Uno degli aspetti più potenti del romanzo è che non pretende di imporre un giudizio. Non è né un pamphlet né un manifesto: è semplicemente l’esperienza di due persone che amano, che dubitano, che peccano e che sentono il peso della responsabilità. Non c’è un eroe, non c’è una vittoria: c’è il dolore, la lacerazione, la ricerca di senso. In questo senso, “Nessuno sa di noi” riguarda ogni lettore, ogni coppia: chiunque può trovarsi a dover fare l’inspiegabile. Come si regge in piedi chi deve decidere sull’indecidibile?
Con il passare delle pagine vediamo Luce tentare di reagire: si ritrae, si chiude in sé stessa, prova isteria, trova rifugio in forum, in ricordi. Pietro, invece, pare reagire in modo più razionale: prende decisioni, si stacca, avanza, ma pagherà anche lui un tributo enorme alla sofferenza. La relazione si incrina, il dialogo vacilla, i gesti quotidiani pesano come macigni. Non si torna indietro.
Il romanzo è stato accolto con forte impatto nell’ambito della letteratura contemporanea italiana. È stato finalista al Premio Strega 2013, e ha vinto il Premio Roma per la narrativa italiana. Sparaco, con questa opera, è riuscita a dialogare con un pubblico vasto, dando voce a chi spesso vive in silenzio un dolore lacerante.
Dal punto di vista stilistico, l’autrice predilige un fraseggio breve, un registro colloquiale ma intensamente poetico nei momenti di massimo strazio.

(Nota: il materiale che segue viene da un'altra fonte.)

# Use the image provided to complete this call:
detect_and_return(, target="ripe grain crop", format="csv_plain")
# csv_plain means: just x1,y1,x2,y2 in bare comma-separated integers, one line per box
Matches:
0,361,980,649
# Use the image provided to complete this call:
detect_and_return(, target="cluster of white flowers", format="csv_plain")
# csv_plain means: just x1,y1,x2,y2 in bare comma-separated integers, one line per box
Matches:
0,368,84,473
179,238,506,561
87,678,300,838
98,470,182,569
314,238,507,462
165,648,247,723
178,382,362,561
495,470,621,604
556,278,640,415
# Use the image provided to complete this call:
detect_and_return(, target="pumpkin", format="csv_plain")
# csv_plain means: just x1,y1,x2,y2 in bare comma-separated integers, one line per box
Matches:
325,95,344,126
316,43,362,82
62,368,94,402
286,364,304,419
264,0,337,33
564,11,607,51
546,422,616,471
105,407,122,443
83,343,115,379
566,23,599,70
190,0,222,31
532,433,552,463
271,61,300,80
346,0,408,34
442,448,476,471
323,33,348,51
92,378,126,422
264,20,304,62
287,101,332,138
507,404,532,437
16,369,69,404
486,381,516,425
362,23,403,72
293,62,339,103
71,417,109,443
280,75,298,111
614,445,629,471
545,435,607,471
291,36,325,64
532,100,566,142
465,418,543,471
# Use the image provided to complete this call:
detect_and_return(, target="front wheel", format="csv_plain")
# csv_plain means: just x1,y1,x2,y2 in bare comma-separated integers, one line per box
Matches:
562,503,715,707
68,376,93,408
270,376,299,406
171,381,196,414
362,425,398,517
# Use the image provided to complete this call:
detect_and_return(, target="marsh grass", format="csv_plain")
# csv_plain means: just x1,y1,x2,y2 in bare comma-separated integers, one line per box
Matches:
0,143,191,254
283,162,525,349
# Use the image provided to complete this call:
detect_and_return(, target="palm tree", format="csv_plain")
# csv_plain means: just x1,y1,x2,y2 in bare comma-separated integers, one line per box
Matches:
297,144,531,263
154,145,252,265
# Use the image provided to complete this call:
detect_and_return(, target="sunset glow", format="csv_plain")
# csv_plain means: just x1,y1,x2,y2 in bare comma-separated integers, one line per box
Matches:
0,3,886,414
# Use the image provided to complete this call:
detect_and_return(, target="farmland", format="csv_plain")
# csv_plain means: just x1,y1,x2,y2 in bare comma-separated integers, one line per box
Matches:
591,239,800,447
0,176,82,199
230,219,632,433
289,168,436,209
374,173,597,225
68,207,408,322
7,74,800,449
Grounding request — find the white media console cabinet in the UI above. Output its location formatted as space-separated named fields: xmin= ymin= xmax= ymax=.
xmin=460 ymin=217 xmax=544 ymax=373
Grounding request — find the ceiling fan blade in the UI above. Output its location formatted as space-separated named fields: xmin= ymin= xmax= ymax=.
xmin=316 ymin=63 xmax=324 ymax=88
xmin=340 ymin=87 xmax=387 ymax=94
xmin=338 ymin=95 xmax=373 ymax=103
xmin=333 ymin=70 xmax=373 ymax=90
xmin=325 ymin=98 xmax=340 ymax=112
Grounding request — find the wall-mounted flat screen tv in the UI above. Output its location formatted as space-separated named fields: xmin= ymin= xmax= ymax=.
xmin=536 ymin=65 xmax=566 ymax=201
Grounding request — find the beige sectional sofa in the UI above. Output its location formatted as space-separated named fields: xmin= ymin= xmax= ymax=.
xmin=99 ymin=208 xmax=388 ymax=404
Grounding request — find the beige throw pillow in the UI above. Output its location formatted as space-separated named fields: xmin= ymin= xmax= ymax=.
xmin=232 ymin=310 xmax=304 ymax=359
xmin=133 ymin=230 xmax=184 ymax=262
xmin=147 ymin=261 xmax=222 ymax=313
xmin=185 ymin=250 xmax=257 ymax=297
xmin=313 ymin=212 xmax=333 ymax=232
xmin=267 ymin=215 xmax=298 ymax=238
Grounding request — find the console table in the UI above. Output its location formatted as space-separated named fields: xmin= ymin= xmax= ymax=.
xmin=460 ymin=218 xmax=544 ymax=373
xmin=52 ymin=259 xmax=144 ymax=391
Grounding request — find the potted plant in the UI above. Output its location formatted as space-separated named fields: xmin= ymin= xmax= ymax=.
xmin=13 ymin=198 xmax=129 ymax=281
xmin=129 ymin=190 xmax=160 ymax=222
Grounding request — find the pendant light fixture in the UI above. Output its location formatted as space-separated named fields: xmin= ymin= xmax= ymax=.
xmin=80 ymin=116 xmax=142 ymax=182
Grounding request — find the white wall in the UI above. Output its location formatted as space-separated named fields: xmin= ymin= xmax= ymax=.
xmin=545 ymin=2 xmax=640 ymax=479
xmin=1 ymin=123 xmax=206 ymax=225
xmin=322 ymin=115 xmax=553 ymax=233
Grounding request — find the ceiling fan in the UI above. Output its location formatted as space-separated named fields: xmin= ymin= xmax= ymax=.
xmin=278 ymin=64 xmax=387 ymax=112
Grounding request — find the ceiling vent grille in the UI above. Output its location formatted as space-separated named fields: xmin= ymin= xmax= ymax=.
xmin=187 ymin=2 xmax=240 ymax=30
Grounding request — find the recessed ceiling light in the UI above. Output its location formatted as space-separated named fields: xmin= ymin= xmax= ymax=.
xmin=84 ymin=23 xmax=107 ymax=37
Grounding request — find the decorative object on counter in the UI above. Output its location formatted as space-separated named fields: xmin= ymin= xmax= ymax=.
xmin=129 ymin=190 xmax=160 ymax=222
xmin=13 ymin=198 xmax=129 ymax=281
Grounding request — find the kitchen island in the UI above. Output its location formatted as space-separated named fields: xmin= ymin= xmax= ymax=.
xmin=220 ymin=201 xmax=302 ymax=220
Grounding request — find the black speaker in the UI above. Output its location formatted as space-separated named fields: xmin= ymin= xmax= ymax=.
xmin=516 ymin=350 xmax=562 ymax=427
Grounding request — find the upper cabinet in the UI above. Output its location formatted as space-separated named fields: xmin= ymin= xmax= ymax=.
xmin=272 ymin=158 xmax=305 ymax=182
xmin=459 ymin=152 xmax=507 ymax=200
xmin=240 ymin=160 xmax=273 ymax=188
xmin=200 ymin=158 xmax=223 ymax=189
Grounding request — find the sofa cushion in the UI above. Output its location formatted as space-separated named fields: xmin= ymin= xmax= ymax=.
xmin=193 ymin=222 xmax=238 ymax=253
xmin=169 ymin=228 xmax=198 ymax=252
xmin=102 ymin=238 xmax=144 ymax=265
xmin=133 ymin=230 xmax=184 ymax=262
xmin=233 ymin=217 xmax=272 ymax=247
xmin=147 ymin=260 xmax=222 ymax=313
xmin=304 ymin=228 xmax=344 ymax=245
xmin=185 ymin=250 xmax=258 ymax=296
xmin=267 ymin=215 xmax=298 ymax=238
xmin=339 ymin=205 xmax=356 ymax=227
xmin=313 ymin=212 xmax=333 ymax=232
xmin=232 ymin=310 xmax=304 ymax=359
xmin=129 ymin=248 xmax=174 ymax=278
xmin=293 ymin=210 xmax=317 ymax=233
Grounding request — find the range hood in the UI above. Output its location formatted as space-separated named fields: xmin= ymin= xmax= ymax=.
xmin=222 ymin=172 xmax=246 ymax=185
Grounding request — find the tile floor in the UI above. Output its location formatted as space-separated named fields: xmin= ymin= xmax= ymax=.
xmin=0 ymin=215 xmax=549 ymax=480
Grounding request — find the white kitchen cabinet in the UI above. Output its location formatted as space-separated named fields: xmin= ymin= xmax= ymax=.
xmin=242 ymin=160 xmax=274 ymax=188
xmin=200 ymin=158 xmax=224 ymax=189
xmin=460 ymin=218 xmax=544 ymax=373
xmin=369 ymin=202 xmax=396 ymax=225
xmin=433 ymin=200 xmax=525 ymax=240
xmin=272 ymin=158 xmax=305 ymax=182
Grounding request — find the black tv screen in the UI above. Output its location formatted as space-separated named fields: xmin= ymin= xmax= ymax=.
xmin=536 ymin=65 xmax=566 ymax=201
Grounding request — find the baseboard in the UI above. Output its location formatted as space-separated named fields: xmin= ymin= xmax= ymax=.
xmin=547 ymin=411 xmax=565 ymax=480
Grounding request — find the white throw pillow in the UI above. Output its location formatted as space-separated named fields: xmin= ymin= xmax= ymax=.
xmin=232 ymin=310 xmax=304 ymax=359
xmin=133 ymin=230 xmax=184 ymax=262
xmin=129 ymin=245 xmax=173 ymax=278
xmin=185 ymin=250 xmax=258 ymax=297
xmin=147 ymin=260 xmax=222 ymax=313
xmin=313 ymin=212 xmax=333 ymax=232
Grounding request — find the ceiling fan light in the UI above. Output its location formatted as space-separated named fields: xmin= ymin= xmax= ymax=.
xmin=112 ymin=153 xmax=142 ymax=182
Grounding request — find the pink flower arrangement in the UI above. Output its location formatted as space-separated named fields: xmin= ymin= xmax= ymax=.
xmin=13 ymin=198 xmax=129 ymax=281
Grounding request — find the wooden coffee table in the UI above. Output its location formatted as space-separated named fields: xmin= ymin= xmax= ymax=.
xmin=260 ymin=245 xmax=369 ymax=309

Non cede mai alla retorica. Ci sono passaggi che colpiscono come pugni, interrogativi che non danno tregua. Chi legge si sente sospeso tra delicatezza e devastazione.
Il valore del libro non sta soltanto nel racconto della tragedia, ma nel mettere a fuoco la complessità delle vite che si intrecciano: i rapporti familiari, le pressioni sociali, le leggi che non tengono conto dell’eccezione, il giudizio altrui. Sparaco invita il lettore a stare in quell’ombra, senza fuggire.
A chi si rivolge questo libro? A chi ama i romanzi che lasciano il segno; a chi vuole comprendere il dolore silenzioso che molte donne e coppie portano dietro; a chi non teme di guardare l’abisso dell’esistenza. Non è una lettura leggera, ma è una lettura necessaria.
Se dovessi indicarne i punti di forza principali, direi: la sensibilità con cui l’autrice tratta un tema tabù; la coralità emotiva che non riduce mai i protagonisti a macchiette morali; la precisione del racconto medico e burocratico; l’onestà con cui non offre consolazioni facili.
Naturalmente, il libro può suscitare reazioni molto polarizzate: alcune lettrici potrebbero trovarlo troppo doloroso, altre potrebbero criticare l’assenza di un finale “speranzoso”. Ma proprio in questa sua radicalità risiede la forza: non pretende di guarire, pretende di testimoniare.
A chi volesse avvicinarsi a questa lettura, suggerisco di predisporre un tempo di riflessione, di lasciare spazio alla commozione, di non correre tra le pagine. È un viaggio che merita di essere accolto con attenzione.